Trump, GOP Sabotage Health Insurance Markets

Trump’s claims that Obamacare is collapsing is “disingenuous nonsesnse.”

New York Times“Mr. Trump, not surprisingly, describes things differently. He claims that uncertainty in the insurance industry is evidence that Obamacare is collapsing and needs repeal, not that he and his allies have created the uncertainty. This is disingenuous nonsense.”

 

The truth is that insurance markets are “on stable footing and will remain so” if Trump and the Republican Party don’t do things to undermine Obamacare.

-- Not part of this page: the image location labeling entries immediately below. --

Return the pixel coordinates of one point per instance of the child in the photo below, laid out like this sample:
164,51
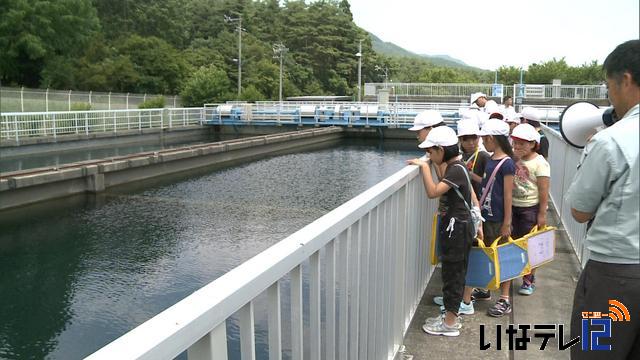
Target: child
424,122
495,202
456,231
530,191
475,158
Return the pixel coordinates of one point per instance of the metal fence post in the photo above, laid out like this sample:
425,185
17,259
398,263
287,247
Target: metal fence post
54,126
15,126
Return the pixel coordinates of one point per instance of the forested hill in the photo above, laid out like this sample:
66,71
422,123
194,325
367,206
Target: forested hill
391,49
187,47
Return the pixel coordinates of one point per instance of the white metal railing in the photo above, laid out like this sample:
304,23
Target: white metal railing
395,114
564,159
21,125
32,100
367,268
531,91
428,89
549,91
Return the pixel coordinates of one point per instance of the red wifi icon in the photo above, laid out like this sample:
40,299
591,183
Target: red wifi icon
618,312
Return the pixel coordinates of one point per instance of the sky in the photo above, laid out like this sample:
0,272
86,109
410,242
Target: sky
488,33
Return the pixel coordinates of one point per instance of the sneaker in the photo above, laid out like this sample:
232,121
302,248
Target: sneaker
528,285
440,328
481,295
434,320
501,308
464,309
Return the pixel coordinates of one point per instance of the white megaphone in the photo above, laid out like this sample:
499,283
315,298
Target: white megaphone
581,120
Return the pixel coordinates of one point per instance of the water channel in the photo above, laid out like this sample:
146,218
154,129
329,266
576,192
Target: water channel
76,274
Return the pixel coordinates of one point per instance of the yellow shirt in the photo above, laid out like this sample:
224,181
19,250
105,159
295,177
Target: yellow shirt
525,182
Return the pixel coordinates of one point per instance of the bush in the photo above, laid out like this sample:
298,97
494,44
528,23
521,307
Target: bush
153,103
80,107
207,85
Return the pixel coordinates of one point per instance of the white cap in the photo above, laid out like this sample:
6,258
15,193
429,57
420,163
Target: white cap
468,127
530,113
526,132
491,107
440,136
476,96
513,118
494,127
425,119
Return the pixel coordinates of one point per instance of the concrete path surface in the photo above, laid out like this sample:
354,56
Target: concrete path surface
550,304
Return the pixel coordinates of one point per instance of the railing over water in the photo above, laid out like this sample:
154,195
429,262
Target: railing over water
32,100
564,159
528,91
19,125
370,255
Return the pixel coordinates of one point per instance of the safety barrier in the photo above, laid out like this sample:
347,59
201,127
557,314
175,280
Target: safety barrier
19,125
367,267
563,160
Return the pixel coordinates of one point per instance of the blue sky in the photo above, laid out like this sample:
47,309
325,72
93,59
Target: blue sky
490,33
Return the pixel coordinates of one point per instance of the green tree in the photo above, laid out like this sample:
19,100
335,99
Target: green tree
508,75
160,66
33,33
207,84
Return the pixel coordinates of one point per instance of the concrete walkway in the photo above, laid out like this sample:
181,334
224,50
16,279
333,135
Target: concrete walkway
550,304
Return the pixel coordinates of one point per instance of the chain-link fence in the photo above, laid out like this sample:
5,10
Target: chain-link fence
36,100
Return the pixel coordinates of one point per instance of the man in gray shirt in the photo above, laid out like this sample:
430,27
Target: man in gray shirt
605,192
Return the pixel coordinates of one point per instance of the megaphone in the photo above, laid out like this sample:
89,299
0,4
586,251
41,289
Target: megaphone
583,119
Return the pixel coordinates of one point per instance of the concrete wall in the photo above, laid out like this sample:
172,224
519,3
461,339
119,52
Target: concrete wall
76,142
22,188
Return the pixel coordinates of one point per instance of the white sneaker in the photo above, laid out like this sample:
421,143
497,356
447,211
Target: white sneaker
436,319
440,328
464,309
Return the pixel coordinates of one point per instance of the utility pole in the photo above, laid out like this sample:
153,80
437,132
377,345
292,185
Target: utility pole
385,71
279,50
239,29
359,55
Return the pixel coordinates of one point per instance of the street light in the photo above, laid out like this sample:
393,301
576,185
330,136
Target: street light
359,55
385,71
279,50
230,19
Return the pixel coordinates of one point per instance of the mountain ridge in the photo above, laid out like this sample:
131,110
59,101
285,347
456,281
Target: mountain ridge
391,49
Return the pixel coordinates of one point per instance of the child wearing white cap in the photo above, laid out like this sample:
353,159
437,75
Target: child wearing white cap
456,230
496,198
472,154
532,116
424,122
530,190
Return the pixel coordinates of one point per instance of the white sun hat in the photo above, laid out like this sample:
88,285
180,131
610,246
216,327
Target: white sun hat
494,127
526,132
468,127
440,136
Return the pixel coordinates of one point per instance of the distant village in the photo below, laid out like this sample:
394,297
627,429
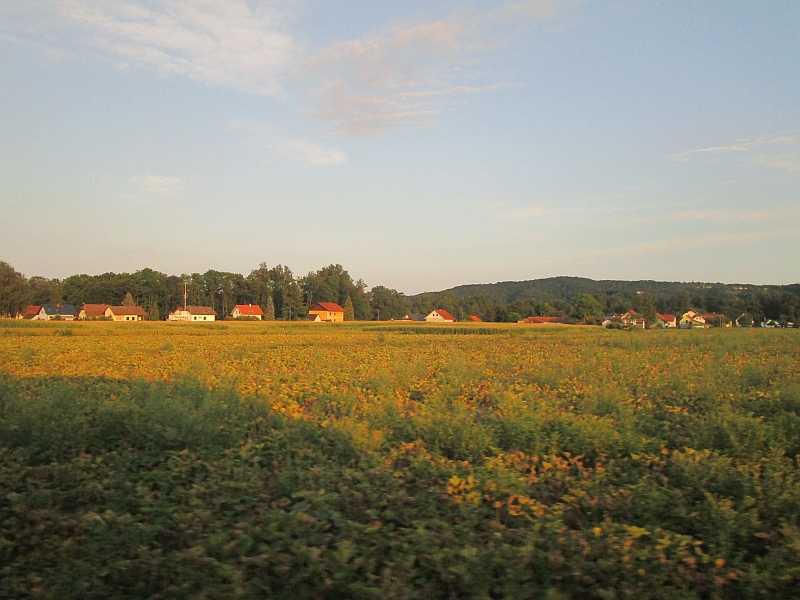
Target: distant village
331,312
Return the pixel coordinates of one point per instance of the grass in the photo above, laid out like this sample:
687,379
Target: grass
299,461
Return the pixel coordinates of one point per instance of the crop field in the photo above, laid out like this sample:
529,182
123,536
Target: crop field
365,460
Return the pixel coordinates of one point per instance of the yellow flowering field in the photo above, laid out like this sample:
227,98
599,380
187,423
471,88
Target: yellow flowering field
397,460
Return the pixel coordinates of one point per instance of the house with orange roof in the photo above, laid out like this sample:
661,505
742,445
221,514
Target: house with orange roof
329,312
92,311
667,321
31,312
440,315
247,310
125,313
193,313
542,320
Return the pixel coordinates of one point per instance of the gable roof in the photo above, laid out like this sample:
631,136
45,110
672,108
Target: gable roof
94,310
127,310
327,306
444,314
59,309
534,320
250,309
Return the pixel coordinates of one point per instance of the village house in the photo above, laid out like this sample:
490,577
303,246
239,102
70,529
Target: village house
411,317
329,312
58,312
440,315
31,312
92,311
634,320
693,320
125,313
542,320
247,310
667,321
193,314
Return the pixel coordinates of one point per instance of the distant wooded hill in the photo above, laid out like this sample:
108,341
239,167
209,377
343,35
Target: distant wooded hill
565,288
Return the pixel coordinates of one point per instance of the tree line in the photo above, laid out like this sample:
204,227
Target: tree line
284,296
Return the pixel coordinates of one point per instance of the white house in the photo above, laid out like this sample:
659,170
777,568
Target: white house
193,313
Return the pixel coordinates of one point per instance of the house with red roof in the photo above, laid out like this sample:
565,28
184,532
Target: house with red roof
247,310
329,312
125,313
92,311
32,312
440,315
667,321
542,320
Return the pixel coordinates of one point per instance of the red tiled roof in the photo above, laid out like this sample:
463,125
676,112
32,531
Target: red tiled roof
445,315
534,320
94,310
197,310
327,306
250,309
128,310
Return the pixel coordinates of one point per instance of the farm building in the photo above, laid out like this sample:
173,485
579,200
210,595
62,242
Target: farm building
440,315
125,313
327,311
193,313
247,310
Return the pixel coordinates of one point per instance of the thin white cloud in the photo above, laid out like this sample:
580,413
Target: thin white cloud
690,243
772,152
161,185
228,43
402,77
529,212
288,148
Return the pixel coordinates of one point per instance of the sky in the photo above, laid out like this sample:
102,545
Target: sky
422,145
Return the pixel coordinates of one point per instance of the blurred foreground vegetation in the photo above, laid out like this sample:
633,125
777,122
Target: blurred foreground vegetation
368,462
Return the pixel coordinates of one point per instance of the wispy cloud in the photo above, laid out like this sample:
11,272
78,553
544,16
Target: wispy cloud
744,149
225,43
288,148
690,243
161,185
403,76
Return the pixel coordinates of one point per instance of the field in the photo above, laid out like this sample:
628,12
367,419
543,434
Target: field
271,460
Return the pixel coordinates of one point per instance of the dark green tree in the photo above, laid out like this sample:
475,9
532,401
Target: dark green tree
269,310
349,311
585,308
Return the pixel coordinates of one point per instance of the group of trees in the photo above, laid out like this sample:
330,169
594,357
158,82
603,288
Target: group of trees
282,295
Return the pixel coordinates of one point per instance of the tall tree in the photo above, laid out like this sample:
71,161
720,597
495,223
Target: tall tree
14,292
269,310
349,311
154,314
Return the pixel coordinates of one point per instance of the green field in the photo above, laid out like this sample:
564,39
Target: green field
267,460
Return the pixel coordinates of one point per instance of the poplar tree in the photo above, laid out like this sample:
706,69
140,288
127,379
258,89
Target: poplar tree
269,310
154,315
349,311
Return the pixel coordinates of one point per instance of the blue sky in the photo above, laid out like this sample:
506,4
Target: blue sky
420,144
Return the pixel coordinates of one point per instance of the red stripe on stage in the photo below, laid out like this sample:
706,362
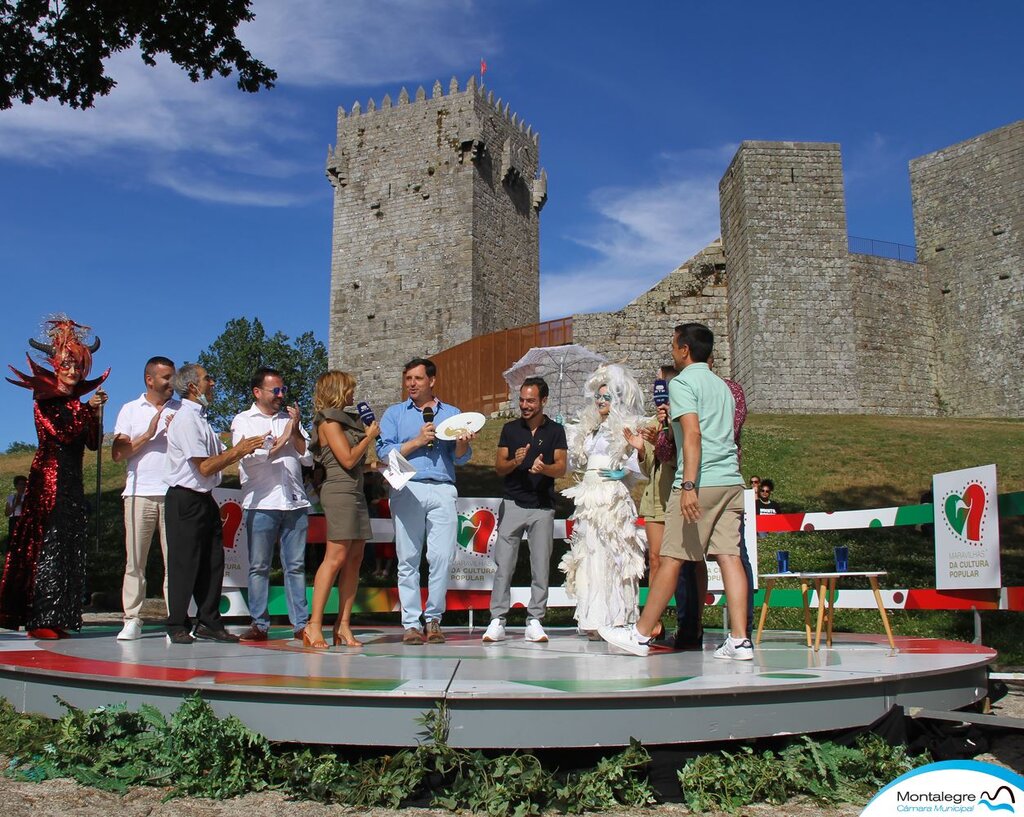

New York Times“On the whole, insurance markets in much of the country are on stable footing and will remain so if Congress doesn’t do things to undermine Obamacare, according to a March report by the Congressional Budget Office. And insurers selling policies under the A.C.A. actually did better financially in 2016 than in the year before, according to an April report by Standard & Poor’s.”

 

But Trump and his administration are already sabotaging insurance markets.

Los Angeles Times“Health insurers across the country are making plans to dramatically raise Obamacare premiums or exit marketplaces amid growing exasperation with the Trump administration’s erratic management, inconsistent guidance and seeming lack of understanding of basic healthcare issues.”

Los Angeles Times“At one recent meeting, Seema Verma, whom Trump picked to oversee the federal Medicare and Medicaid programs, stunned insurance industry officials by suggesting a bargain: The administration would fund the CSRs if insurers supported the House Republican bill to repeal the Affordable Care Act. ‘It made no sense,’ said one official at the meeting.”

 

Trump and the GOP have caused premiums to rise, which will leave lower-income and middle-class families with fewer options and more expensive health care.

New York Times“The mere threat that Obamacare will be dismantled or radically changed — either by Congress or by President Trump himself — has persuaded several big insurance companies to stop selling policies or significantly raise premiums. The practical effect is that some lower-income and middle-class families may have no good options for insurance and will have to spend more on health care.”